Background: In 1998, Kenya adopted intermittent preventive treatment (IPTp) with sulphadoxine-pyrimethamine (SP) for malaria prevention during pregnancy. We conducted a survey in 2002 among women who had recently delivered in the rural neighbouring areas Asembo and Gem and reported coverage of 19% of at least one dose and 7% of two or more doses of SP. Health care workers (HCW) in Asembo were retrained on IPTp in 2003.
Objectives: To evaluate if IPTp coverage increased and if the training in Asembo led to better coverage than in Gem, and to identify barriers to the effective implementation of IPTp.
Methods: Community-based cross-sectional survey among a simple random sample of women who had recently delivered in April 2005, interviews with HCW of antenatal clinics (ANC) in Asembo and Gem.

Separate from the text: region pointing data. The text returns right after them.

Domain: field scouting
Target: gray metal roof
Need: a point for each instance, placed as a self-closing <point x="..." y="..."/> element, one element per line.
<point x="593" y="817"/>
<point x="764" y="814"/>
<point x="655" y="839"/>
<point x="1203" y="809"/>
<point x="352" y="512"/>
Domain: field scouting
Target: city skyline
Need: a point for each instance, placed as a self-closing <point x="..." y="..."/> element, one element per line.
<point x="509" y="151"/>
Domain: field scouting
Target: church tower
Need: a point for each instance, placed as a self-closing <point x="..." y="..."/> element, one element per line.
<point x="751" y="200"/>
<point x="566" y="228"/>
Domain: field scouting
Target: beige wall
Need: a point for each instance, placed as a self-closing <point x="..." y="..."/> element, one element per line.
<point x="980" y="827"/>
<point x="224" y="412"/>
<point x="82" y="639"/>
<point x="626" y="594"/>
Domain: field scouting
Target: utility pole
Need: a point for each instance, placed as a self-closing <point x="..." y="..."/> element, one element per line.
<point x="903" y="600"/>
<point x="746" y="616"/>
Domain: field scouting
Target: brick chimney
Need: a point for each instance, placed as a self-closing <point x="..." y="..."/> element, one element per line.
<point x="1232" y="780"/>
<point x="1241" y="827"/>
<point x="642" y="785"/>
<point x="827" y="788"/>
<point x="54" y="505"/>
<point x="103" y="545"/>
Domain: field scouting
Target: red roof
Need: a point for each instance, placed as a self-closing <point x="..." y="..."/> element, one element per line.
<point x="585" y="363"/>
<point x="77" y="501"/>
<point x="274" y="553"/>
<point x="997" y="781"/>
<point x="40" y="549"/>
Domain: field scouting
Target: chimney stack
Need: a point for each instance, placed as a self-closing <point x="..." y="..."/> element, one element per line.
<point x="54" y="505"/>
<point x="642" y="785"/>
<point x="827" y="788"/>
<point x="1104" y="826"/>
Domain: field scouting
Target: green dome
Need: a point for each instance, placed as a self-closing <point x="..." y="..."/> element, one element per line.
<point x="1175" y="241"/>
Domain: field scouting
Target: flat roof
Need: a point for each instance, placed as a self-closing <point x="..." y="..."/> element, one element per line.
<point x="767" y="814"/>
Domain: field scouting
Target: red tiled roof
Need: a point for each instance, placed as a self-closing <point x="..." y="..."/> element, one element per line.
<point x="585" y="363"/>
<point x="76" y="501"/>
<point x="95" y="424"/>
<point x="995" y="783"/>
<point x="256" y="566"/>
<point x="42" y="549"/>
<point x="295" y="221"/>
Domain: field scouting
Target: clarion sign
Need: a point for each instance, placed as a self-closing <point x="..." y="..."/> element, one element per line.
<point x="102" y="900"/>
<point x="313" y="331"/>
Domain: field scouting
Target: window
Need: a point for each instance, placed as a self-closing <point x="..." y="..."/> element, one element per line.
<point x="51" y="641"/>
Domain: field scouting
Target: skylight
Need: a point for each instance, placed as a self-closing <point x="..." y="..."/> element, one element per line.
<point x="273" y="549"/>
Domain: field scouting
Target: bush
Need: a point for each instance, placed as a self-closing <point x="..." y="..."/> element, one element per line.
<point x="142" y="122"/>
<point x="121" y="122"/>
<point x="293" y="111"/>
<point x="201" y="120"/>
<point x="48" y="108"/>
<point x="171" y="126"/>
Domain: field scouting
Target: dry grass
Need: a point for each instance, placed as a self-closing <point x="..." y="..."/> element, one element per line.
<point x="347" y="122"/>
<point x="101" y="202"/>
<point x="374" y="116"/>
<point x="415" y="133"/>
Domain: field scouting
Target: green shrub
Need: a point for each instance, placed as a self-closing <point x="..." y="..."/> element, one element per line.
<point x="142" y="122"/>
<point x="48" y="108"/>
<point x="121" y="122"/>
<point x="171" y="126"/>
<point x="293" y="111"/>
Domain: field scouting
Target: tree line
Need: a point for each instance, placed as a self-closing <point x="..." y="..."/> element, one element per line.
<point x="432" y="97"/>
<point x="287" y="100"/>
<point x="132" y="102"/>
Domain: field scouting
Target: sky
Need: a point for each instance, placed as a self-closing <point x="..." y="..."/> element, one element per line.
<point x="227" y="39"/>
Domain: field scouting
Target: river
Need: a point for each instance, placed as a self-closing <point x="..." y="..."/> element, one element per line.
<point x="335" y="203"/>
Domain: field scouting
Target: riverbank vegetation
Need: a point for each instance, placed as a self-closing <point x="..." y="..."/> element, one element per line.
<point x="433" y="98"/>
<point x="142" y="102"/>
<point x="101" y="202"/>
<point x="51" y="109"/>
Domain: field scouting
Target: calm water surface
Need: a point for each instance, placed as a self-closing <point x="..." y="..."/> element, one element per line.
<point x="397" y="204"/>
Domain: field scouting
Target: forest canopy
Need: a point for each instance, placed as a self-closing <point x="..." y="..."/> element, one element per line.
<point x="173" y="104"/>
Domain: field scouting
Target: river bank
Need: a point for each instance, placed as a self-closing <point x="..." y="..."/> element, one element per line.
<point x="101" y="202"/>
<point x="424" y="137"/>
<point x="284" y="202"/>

Results: Of the 724 women interviewed, 626 (86.5%) attended the ANC once and 516 (71.3%) attended two or more times. Overall IPTp coverage was 41% for at least one dose, and 21% for at least two doses of SP. In Asembo, coverage increased from 19% in 2002 to 61% in 2005 for at least one dose and from 7% to 17% for two doses of SP. In Gem, coverage increased from 17% to 28% and 7% to 11%, respectively. Interviews of HCW in both Asembo and Gem revealed confusion about appropriate timing, and lack of direct observation of IPTp.
Conclusion: Training of HCW and use of simplified IPTp messages may be a key strategy in achieving Roll Back Malaria targets for malaria prevention in pregnancy in Kenya.